En plus de ce qui précède, j’ai appris comment les autorités du Saint-Siège ont traité cette affaire. Après que Don Stabellini eut recueilli des preuves, l’affaire fut immédiatement camouflée par l’évêque de Côme de l’époque, Diego Coletti, et le cardinal Angelo Comastri, vicaire général du pape François pour la Cité du Vatican. De plus, le Cardinal Coccopalmerio, alors président du Conseil Pontifical pour les Textes Législatifs, consulté par Don Stabellini, l’a fortement exhorté à arrêter l’enquête.

Vous vous demandez peut-être comment cette horrible affaire a été classée. L’évêque de Côme a relevé Don Stabellini de ses fonctions de vicaire judiciaire ; le dénonciateur, le séminariste Kamil Jarzembowski, a été expulsé du séminaire ; les deux autres séminaristes qui l’avaient rejoint dans la dénonciation ont quitté le séminaire ; et l’auteur présumé des abus, Gabriele Martinelli, a été ordonné prêtre en juillet 2017. Tout cela s’est passé entre les murs du Vatican, et pas un mot n’en est sorti pendant le sommet.

Le sommet a donc été terriblement décevant, car il est hypocrite de condamner les abus à l’encontre des mineurs et de prétendre sympathiser avec les victimes tout en refusant de regarder les faits en face avec franchise. Une revitalisation spirituelle du clergé est des plus urgentes, mais elle sera finalement inefficace s’il n’y a pas la volonté de s’attaquer au vrai problème.

2. Le deuxième cas concerne l’archevêque Edgar Peña Parra, que le pape François a choisi comme nouveau suppléant à la Secrétairerie d’État, faisant de lui la troisième personne la plus puissante de la curie. Ce faisant, le pape a essentiellement ignoré un dossier terrifiant qui lui avait été envoyé par un groupe de fidèles de Maracaibo, intitulé "¿Quién es verdaderamente Monseñor Edgar Robinson Peña Parra, Nuevo Sustituto de la Secretarîa de Estado del Vaticano" ("Qui est vraiment Mgr Edgar Robinson Peña Parra, le nouveau suppléant du Secrétariat d’État du Vatican"), signé du Dr. Enrique W. Lagunillas Machado, au nom du "Grupo de Laicos de la Arquidiócesis de Maracaibo por una Iglesia y un Clero según el Corazón de Cristo" ("Groupe de laïcs de l’archidiocèse de Maracaibo pour une Église et un Clergé selon le Cœur du Christ"). Ces fidèles ont accusé Peña Parra d’immoralité terrible, décrivant en détail ses crimes présumés. Il pourrait même s’agir d’un scandale dépassant celui de McCarrick, et il ne faut pas que ce scandale soit couvert par le silence.

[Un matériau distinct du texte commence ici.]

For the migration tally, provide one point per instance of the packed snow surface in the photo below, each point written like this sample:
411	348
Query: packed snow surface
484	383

Certains faits ont déjà été publiés dans les médias, notamment dans l’hebdomadaire italien L’Espresso . Je vais maintenant ajouter les faits connus par la Secrétairerie d’État du Vatican depuis 2002, que j’ai appris lorsque j’étais Délégué pour les Représentations pontificales.

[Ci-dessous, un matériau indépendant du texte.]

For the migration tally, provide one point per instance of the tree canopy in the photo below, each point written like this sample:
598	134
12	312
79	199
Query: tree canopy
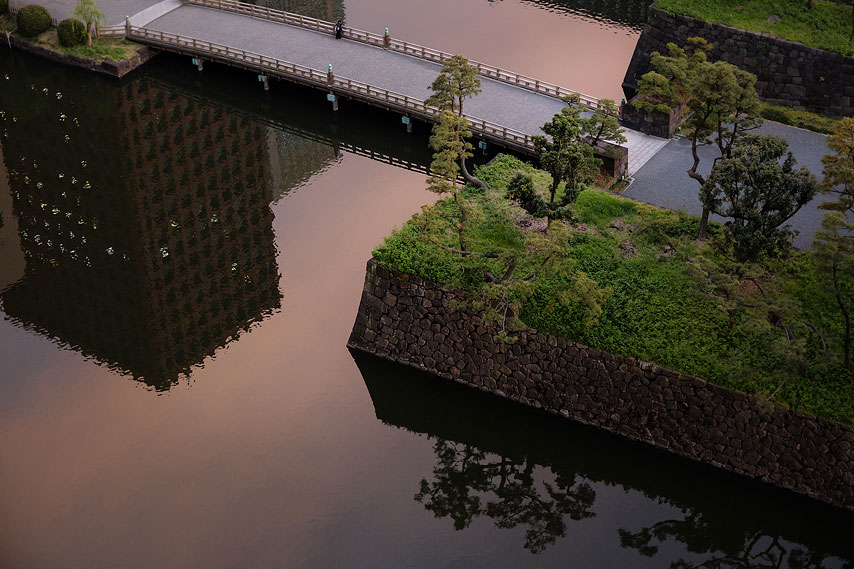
566	155
88	11
759	188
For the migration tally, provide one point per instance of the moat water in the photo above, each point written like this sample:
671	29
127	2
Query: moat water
181	260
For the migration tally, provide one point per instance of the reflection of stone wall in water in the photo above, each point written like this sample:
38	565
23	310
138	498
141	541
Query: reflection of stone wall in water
409	320
522	469
329	10
11	257
149	238
630	13
292	160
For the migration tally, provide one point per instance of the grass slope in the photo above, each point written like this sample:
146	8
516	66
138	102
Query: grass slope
657	307
826	26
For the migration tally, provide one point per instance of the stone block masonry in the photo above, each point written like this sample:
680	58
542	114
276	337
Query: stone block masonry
788	73
410	320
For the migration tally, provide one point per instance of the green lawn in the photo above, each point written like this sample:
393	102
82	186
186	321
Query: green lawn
826	26
658	305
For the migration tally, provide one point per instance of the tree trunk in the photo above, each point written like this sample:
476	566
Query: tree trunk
472	179
704	225
704	219
462	224
846	340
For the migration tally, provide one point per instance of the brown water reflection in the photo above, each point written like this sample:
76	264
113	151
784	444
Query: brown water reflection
250	462
584	45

En janvier 2000, le journaliste de Maracaibo Gastón Guisandes López a porté de graves accusations contre certains prêtres du diocèse de Maracaibo, dont Mgr Peña Parra, pour abus sexuels sur mineurs et autres activités éventuellement criminelles.

En 2001, Gastón Guisandes López a demandé à deux reprises à être reçu par le nonce apostolique (ambassadeur du Pape) au Venezuela, l’archevêque André Dupuy, pour discuter de ces questions, mais celui-ci a refusé inexplicablement de le recevoir. Il a toutefois signalé à la Secrétairerie d’État que le journaliste avait accusé Mgr Peña Parra de deux crimes très graves, décrivant les circonstances.

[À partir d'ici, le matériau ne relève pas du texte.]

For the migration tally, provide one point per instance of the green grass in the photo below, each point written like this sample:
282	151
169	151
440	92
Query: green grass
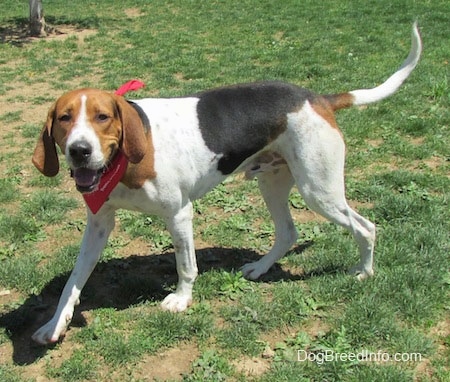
396	173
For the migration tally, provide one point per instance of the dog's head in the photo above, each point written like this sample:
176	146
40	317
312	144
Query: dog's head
89	126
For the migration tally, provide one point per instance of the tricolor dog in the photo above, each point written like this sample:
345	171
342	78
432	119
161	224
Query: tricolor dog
177	149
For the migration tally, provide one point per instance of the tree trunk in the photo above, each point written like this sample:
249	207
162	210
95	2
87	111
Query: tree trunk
37	22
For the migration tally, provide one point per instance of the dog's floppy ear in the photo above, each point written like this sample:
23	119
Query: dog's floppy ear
134	139
45	156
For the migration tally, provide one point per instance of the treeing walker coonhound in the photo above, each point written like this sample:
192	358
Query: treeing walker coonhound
178	149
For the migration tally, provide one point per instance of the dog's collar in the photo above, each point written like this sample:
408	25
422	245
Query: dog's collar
109	179
114	172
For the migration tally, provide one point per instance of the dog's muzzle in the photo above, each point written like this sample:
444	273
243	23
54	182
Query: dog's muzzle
86	178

D’abord, Edgar Peña Parra fut accusé d’avoir séduit, le 24 septembre 1990, deux petits séminaristes de la paroisse de San Pablo, qui devaient entrer au Grand Séminaire de Maracaibo la même année. L’événement aurait eu lieu dans l’église de Nuestra Señora del Rosario, où le pasteur José Severeyn était curé. Le Révérend Père Severeyn a ensuite été retiré de la paroisse par l’archevêque de l’époque, Mgr Roa Pérez. Le cas a été signalé à la police par les parents des deux jeunes hommes et a été traité par le pasteur Enrique Pérez, alors recteur du grand séminaire, et par le pasteur Emilio Melchor, alors directeur spirituel. Le révérend Pérez, interrogé par la Secrétairerie d’État, a confirmé par écrit l’épisode du 24 septembre 1990. J’ai vu ces documents de mes propres yeux.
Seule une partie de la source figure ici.